The project for the LNG plant to be located on the isolated Maret Islands was scrapped with the LNG Plant now to be built at Bladin Point industrial site which is located on the Middle Arm Peninsula in Darwin, Northern Territory, with a 889 km pipeline from the lchthys Field to the LNG Plant, after regulatory delays in Western Australia.

The Ichthys Project's Front-End Engineering Design (FEED) was completed in April 2011. Final Investment Decision (FID) was announced on 13 January 2012.

In January 2012 INPEX said the 8.4 million tonne per annum (mtpa) project near Darwin will cost about $34 billion, some 60 per cent more than INPEX's original estimate of $20 billion.
INPEX said it and French energy company Total, its joint venture partner, had given the final approval to the project. Total had expressed interest in increasing its stake in the project from 24% to 30%, and negotiations between the two companies were underway.

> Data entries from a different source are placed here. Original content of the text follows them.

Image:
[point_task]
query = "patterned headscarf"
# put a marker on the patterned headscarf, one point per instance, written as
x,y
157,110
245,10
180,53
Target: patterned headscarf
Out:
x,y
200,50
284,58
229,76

The project was estimated to contribute $3.5 billion into the Australian economy each year, and require around 2,700 workers during peak construction, and another 300 jobs ongoing once it is operational.

The EPC early works phase, such as commencement of site development, infrastructure works and accommodation village and dredging began in 2012. LNG Production in the magnitude of app. 8.4mtpa is projected to be online by fourth quarter of 2016. The first shipment from the Ichthys LNG plant was made in October 2018.

=== Abadi ===
The Abadi gas field is a natural gas field located in the Arafura Sea in Tanimbar, Mollucas, Indonesia. Inpex discovered it in 2000 when the Abadi-1 exploratory well was drilled, and then developed it. This marked the first discovery of crude oil and natural gas in the Arafura Sea.

In November 2008, INPEX acquired a 100 per cent participating interest in the Masela Block in Indonesia.

A development plan was submitted to the Indonesian government and subsequently approved. Preparatory measures for Front-End Engineering Design were in place in 2011. In 2012, production of natural gas and condensates was expected to begin in 2015. The total proven reserves of the Abadi gas field were around 10 trillion cubic feet (242 billion m^{3}), and production was slated to be around 974 million cubic feet/day (2.74 million m^{3}) in 2015.

In 2017 the company was ready to start the Pre FEED phase and hold a joint workshop with SKK Migas.

=== Eurasia region ===
INPEX is a minority shareholder in the Kashagan Field in Kazakhstan and the Azeri-Chirag-Guneshli project, offshore Azerbaijan in the Caspian Sea.